As you read this blog post, you will find that its content has very little to do with its title. But I’ve always thought that phrase was a funny description of someone who has a very good speaking voice but is maybe not willing to wear cocktail dresses to report the news.
We were very short-handed at church Sunday. Bill and I went to 9 o’clock Mass, and there was one priest, one altar server, no deacons, one lector, a cantor, an organist and truly just a handful of people in the congregation. It is my sincere hope that there was slim attendance because of Labor Day weekend, and not because even more people aren’t going to church. It’s already bad enough without more people abandoning ship.

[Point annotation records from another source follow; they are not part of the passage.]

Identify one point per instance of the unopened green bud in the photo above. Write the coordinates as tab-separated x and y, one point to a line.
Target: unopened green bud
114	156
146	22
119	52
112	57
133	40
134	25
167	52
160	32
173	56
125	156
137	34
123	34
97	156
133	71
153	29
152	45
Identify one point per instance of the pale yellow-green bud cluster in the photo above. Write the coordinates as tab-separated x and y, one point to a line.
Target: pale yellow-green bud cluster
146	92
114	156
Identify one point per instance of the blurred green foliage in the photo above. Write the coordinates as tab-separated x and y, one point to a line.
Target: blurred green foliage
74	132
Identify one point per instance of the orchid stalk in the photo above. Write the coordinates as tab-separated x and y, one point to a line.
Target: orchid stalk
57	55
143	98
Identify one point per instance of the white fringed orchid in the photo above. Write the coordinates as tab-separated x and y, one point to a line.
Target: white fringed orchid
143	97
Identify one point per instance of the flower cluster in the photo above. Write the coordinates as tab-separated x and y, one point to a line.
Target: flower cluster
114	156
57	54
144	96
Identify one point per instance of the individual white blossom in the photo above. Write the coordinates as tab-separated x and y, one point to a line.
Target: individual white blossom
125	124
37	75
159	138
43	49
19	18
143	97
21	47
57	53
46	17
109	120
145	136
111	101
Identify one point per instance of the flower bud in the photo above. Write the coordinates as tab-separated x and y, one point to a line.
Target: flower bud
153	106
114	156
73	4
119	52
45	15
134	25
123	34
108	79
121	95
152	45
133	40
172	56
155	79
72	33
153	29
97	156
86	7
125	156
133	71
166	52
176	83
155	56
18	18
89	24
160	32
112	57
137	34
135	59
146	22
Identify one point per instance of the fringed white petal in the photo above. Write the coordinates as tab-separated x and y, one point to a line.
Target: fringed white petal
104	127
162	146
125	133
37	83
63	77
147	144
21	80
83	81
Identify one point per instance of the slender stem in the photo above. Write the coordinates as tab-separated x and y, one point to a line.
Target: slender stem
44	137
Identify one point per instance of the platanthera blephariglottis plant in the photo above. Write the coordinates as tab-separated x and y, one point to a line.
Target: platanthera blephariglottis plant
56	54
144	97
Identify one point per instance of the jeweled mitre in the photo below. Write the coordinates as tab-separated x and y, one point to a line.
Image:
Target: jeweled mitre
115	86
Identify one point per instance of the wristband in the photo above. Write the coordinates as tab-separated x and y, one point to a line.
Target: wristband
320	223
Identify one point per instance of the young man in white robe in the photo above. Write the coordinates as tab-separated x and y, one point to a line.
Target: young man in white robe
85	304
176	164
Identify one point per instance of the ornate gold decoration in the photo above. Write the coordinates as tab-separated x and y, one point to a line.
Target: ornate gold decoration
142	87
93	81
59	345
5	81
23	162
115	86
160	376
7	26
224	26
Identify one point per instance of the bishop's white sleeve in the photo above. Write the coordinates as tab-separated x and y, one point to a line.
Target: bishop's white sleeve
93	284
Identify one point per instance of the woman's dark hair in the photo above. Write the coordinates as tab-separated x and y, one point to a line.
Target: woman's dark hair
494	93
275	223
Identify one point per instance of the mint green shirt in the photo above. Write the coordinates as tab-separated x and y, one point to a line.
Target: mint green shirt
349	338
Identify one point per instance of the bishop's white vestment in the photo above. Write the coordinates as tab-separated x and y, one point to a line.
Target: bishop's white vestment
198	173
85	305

Anyway, our lector was a man who frequently does the readings at this Mass, and I’m always very happy when he is the lector. He has what is undoubtedly one of the most beautiful speaking voices I’ve ever heard. He speaks loudly, but not obnoxiously. He speaks slowly and e-nun-ci-ates every single syllable of every single word, making him easy to understand. He reads as though he is speaking the Word of God, which of course he is. He puts feeling into his readings.
He also always – ALWAYS – wears a coat and tie, with a handkerchief in his pocket, making him look quite dapper. I like that because almost no one dresses up for church any more. I have mixed feelings about that. On the one hand, clearly if you are visiting Jesus in his own house, it would seem as though you should wear your very best. Having said that, I’m in favor of doing anything to make attendance more plentiful – including not worrying about how people are dressed. Because, see above. Low attendance.
So there you have it: the connection to the title. The man sounds as though he worked in radio broadcasting when he was younger. His face, by the way, is perfectly handsome, so the bottom line is no real connection to the title.
But when he stepped to the microphone, here’s the first Words of God that he spoke:
You duped me, O Lord, and I let myself be duped; you were too strong for me, and you triumphed.
Wow. His words echoed through the church. Strong words from the Prophet Jeremiah. I sat up a bit straighter, not just from the power of the words, but from the power of our reader’s voice. He went on….
All the day I am an object of laughter; everyone mocks me. Whenever I speak, I must cry out, violence and outrage is my message; the word of the Lord has brought me derision and reproach all the day.
I say to myself, I will not mention him, I will speak in his name no more. But then it becomes like fire burning in my heart, imprisoned in my bones; I grow weary holding it in, I cannot endure it.
Say, I thought to myself, I’m pretty sure that’s what I do all the time. I’m pretty sure I don’t speak out about what I full-well know is right and what’s wrong, on what is God’s will and on what I know we do that makes God sad. And why not? Because it might make me an object of laughter.
Jesus told his disciples (and us): Whoever wishes to come after me must deny himself, take up his cross, and follow me.
What Jesus DIDN’T say was whoever wishes to come after me must take us his cross but only if it doesn’t make you feel uncomfortable.